Business Recorder op-ed writer Ziaul Islam Zuberi in his article “The immigration scene” has highlighted an issue of very high import. The writer has argued, among other things, that “According to reports this year nearly a million people including a large number of professionals migrated from Pakistan and most of them ended up in the Middle East.

Saudi Arabia has always been a favorite destination of migrants from Pakistan. ...For Pakistan the flow of immigrants threatens a brain drain that the country can ill afford.

Pakistani graduates from the finest universities opt out of the country after completing their education and thus the investment in their education does not benefit the country. It is hoped that this will change and our investment in the education and training of these young men and women will return the favor to help Pakistan achieve its goals in the years to come”.

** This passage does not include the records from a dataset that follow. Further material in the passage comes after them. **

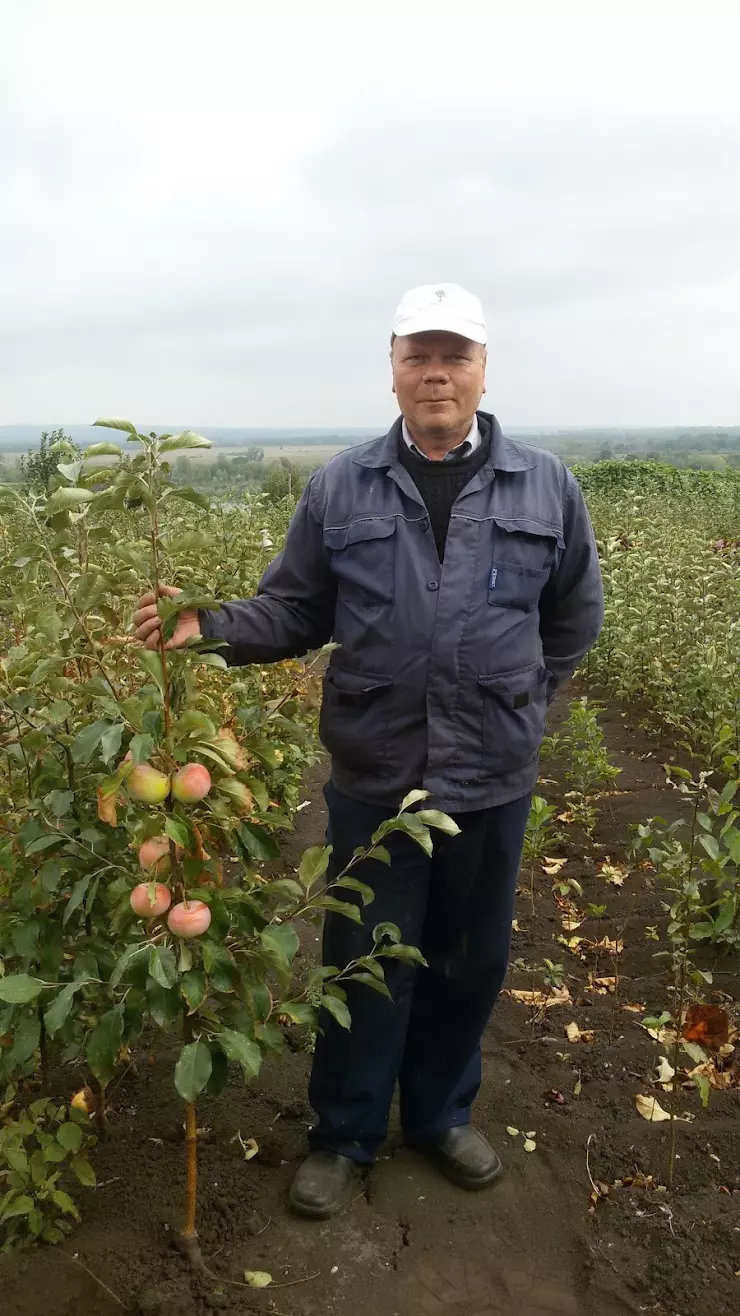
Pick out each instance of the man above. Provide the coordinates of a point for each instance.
(457, 571)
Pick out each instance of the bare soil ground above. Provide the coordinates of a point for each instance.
(410, 1244)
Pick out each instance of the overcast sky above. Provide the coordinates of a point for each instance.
(208, 211)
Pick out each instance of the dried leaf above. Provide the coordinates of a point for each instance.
(651, 1110)
(706, 1024)
(578, 1035)
(558, 996)
(553, 866)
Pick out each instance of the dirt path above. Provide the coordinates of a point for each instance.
(410, 1244)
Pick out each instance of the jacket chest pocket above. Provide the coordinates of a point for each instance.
(362, 558)
(522, 563)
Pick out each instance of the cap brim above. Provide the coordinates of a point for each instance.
(443, 323)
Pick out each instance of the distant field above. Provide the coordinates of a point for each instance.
(310, 454)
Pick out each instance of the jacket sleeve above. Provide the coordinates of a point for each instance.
(572, 607)
(294, 608)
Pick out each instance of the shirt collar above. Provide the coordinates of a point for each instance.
(473, 438)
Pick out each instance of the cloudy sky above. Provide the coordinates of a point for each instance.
(208, 211)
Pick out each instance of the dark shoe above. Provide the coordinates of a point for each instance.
(321, 1185)
(464, 1156)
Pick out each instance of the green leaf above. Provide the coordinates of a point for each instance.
(59, 802)
(178, 832)
(70, 1136)
(242, 1049)
(87, 741)
(21, 1206)
(344, 907)
(104, 1045)
(77, 898)
(186, 440)
(194, 988)
(117, 424)
(141, 748)
(49, 623)
(370, 981)
(258, 842)
(61, 1006)
(111, 741)
(710, 845)
(66, 499)
(19, 988)
(192, 1070)
(279, 941)
(80, 1166)
(314, 865)
(152, 663)
(411, 954)
(412, 798)
(366, 892)
(386, 932)
(439, 820)
(104, 449)
(163, 966)
(337, 1010)
(65, 1203)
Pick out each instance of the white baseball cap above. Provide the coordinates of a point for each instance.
(440, 305)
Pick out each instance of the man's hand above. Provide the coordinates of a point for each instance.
(149, 624)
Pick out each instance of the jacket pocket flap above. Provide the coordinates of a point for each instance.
(374, 528)
(514, 683)
(356, 682)
(529, 525)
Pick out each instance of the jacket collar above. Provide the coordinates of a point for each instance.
(504, 454)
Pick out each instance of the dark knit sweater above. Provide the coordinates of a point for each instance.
(440, 483)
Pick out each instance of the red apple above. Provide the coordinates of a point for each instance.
(145, 783)
(191, 783)
(154, 854)
(188, 920)
(146, 904)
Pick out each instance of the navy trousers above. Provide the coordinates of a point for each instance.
(457, 907)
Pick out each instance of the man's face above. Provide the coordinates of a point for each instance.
(439, 379)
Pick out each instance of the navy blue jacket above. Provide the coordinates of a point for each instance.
(445, 669)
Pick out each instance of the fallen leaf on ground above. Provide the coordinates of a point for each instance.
(706, 1024)
(578, 1035)
(664, 1070)
(614, 873)
(652, 1111)
(607, 944)
(552, 866)
(560, 996)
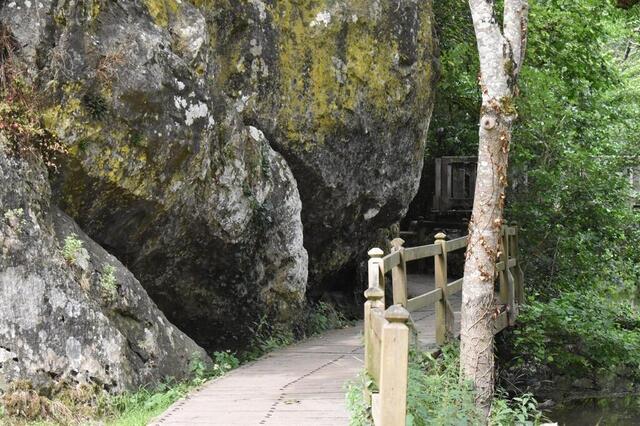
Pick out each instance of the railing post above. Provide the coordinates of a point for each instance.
(394, 369)
(374, 300)
(518, 273)
(376, 277)
(399, 274)
(444, 312)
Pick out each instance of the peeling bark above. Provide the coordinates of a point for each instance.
(501, 52)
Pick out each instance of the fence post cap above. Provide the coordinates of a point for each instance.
(374, 293)
(397, 243)
(375, 253)
(396, 313)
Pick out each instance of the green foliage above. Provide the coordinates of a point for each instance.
(133, 409)
(90, 405)
(108, 280)
(323, 317)
(356, 405)
(437, 396)
(580, 333)
(576, 136)
(71, 248)
(20, 109)
(268, 336)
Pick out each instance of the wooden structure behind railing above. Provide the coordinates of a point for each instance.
(386, 333)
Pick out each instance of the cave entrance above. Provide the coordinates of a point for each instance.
(443, 204)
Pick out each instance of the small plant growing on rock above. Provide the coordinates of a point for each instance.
(108, 281)
(71, 249)
(15, 218)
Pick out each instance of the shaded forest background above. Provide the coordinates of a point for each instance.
(575, 139)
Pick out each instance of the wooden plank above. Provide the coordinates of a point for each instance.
(399, 275)
(500, 323)
(454, 287)
(456, 244)
(389, 261)
(421, 252)
(423, 300)
(393, 372)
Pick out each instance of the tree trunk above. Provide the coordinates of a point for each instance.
(500, 61)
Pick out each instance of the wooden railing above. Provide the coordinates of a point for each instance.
(386, 332)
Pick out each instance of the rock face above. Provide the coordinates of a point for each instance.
(69, 311)
(207, 137)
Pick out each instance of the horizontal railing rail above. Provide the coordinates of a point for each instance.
(386, 332)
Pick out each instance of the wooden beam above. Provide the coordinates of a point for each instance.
(421, 252)
(423, 300)
(456, 244)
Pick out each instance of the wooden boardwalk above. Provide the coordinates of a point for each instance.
(301, 385)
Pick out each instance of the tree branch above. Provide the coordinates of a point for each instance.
(490, 40)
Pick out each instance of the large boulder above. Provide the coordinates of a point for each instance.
(206, 138)
(71, 313)
(344, 91)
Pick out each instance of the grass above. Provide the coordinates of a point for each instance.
(437, 396)
(22, 405)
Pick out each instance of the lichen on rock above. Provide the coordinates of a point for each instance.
(57, 324)
(212, 144)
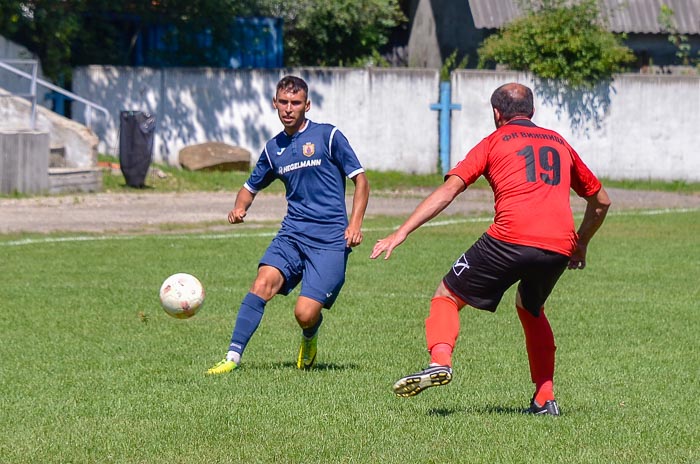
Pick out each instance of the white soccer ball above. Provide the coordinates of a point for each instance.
(181, 295)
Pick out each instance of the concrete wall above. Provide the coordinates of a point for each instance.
(24, 161)
(77, 142)
(639, 127)
(385, 113)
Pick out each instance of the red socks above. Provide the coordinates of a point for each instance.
(442, 329)
(539, 342)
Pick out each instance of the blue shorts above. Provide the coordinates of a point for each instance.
(321, 272)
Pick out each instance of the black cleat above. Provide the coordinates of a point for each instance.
(413, 384)
(550, 408)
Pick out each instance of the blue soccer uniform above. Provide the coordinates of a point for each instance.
(313, 164)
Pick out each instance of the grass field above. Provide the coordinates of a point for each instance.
(93, 371)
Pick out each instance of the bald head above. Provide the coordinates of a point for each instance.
(513, 100)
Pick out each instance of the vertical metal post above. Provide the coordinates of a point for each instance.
(32, 93)
(444, 106)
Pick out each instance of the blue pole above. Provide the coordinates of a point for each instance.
(444, 106)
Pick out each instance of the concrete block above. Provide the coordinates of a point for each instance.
(24, 161)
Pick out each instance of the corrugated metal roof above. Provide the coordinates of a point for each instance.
(632, 16)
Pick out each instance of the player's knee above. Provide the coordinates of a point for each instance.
(265, 287)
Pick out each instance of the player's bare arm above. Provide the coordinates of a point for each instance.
(425, 211)
(244, 199)
(353, 233)
(596, 209)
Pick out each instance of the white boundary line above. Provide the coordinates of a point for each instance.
(446, 222)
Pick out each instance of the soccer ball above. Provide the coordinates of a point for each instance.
(181, 295)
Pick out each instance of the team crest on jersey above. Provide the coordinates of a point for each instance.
(308, 149)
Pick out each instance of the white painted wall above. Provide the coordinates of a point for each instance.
(646, 125)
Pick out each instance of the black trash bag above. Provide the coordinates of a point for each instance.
(136, 130)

It is true that Saudi Arabia and the UAE, among others, have been hosting millions of Pakistanis as expatriates. Workers’ remittances from this region and elsewhere constitute the mainstay of country’s foreign exchange proceeds as farming is the mainstay of our rural economy.

But I really do not know whether or not the semi-skilled or unskilled workforce hailing from Pakistan and working abroad really fits the definition of ‘brain drain’.

In Pakistan’s case, however, the ‘brain drain’ phenomenon is a deeply complex issue driven by various factors. The main reasons behind brain drain in Pakistan are higher population growth rate, limited job opportunities, growing political instability and better living standards abroad.

Although the writer has articulated a well-meaning argument, he, unfortunately, appears over-optimistic or too ready to believe that good things will happen in the country in the near future. Nevertheless, I’m happy that the writer has at least tried to show us a light at the end of the tunnel.